También es casi seguro que el vate local –todos los pueblos de estas características suelen tener un vate local- ya ha dedicado unas hermosas endechas –o algo que lo parece- a cantar la bravura de los mozos, la belleza de las mozas y la sublimidad del espectáculo. El mismo vate local, el día antes, al igual que todos los años, en el momento de pronunciar el pregón de la feria, ha afirmado una y mil veces que las antorchas en las astas del toro simbolizan la esencia misma del pueblo, que tal festejo procede de tiempos de los romanos –o acaso más allá-, y que nada ni nadie podrá impedir, ni siquiera reducir, tan edificante y formativa tradición. Políticos, politiquillos, demagogos y otras hierbas parecidas o menores han tomado de la arenga del vate las cuatro o cinco palabras que han considerado más fructíferas para su causa: tradición y señas de identidad. Sí, las antorchas ardiendo en las astas del toro son la tradición y las señas de identidad del pueblo en cuestión que, aunque parezca mentira, todavía en pleno siglo XXI, sigue en la época de las cavernas. ¿Quién será el osado que se atreva a ir contra ellas? Basta lanzarlas como eslogan y bandera para tener asegurada la poltrona municipal en las próximas elecciones.

Tal es el bochornoso espectáculo que nos mostró la tele. Un espectáculo de dolor y barbarie, más digno de los tiempos de Atila que de nuestro globalizado siglo XXI y de un país que se define como moderno y europeo.

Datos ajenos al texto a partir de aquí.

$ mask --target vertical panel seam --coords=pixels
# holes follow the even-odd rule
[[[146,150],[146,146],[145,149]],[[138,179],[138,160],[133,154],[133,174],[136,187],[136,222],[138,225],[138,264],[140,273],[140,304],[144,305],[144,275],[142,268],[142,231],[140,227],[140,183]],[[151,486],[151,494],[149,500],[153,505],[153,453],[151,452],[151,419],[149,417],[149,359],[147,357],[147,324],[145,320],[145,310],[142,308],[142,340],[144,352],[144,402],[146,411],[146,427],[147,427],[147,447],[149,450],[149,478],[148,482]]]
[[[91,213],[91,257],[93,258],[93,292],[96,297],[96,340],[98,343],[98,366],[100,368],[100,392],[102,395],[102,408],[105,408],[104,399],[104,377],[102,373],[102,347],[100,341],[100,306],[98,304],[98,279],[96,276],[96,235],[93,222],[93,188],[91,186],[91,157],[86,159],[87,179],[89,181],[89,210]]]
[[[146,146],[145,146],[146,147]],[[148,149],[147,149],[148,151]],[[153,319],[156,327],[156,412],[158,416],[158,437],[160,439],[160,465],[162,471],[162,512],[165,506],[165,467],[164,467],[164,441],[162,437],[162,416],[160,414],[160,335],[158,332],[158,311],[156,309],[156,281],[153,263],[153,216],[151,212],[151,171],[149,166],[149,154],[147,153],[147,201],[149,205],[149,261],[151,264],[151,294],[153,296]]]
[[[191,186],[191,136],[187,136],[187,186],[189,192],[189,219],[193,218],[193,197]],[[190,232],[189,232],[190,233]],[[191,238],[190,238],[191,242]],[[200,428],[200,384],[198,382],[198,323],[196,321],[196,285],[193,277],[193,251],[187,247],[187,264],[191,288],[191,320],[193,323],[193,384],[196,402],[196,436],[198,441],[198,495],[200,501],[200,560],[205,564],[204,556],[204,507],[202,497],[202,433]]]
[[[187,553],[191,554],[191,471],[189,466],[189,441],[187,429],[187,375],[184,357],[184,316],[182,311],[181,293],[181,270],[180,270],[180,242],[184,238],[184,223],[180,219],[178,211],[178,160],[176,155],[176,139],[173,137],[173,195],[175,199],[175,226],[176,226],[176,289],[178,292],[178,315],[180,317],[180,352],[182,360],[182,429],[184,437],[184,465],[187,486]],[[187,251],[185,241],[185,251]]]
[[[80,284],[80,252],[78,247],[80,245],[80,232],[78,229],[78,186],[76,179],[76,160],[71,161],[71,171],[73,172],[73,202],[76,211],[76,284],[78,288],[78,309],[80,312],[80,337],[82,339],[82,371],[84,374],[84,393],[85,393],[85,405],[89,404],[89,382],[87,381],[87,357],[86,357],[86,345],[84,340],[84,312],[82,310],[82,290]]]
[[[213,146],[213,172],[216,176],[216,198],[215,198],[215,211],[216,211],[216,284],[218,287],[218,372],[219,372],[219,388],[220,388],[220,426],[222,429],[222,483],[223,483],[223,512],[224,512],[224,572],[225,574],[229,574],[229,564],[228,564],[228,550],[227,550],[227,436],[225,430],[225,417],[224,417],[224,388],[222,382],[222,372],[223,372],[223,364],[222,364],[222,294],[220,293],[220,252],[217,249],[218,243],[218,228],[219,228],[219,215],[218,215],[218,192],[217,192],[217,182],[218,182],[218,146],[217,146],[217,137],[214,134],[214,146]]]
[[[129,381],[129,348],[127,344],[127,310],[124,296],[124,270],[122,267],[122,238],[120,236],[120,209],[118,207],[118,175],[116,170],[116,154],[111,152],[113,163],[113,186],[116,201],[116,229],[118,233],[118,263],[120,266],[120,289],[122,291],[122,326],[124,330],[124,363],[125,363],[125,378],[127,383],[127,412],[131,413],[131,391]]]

Algo parecido podría decirse del número fuerte de las fiestas de otro pueblo –de cuyo nombre tampoco quiero ahora acordarme-, que consiste en lancear un toro hasta provocarle la muerte, en una despiadada lucha entre los mozos más bestias del pueblo para ver quien se lleva la palma de la crueldad y la brutalidad. ¡Todo el honor y la gloria al más bruto del pueblo! Dicen que últimamente ha sido prohibido tan ejemplar espectáculo, bajo amenaza de multa. Una multa simbólica, se sobreentiende, simplemente para que no digan en el extranjero que somos unos salvajes  No importa. Los más fanáticos no ceden. Se paga la multa –dicen- y sigue la fiesta.

Sólo son unos pocos ejemplos entre los miles y miles que existen en nuestro país. Hasta ahora no parece que tales brutalidades vayan a desaparecer ni caigan en decadencia; la tendencia va más bien en sentido contrario.

Viendo estas muestras de barbarie, que nada ni nadie intenta atajar, con dolorido sentir, uno, al tiempo que recuerda el angustiado grito de Unamuno –“Me duele España”- no tiene más remedio que hacerse la eterna pregunta: ¿Acaso no será cierto eso de que Europa termina en los Pirineos?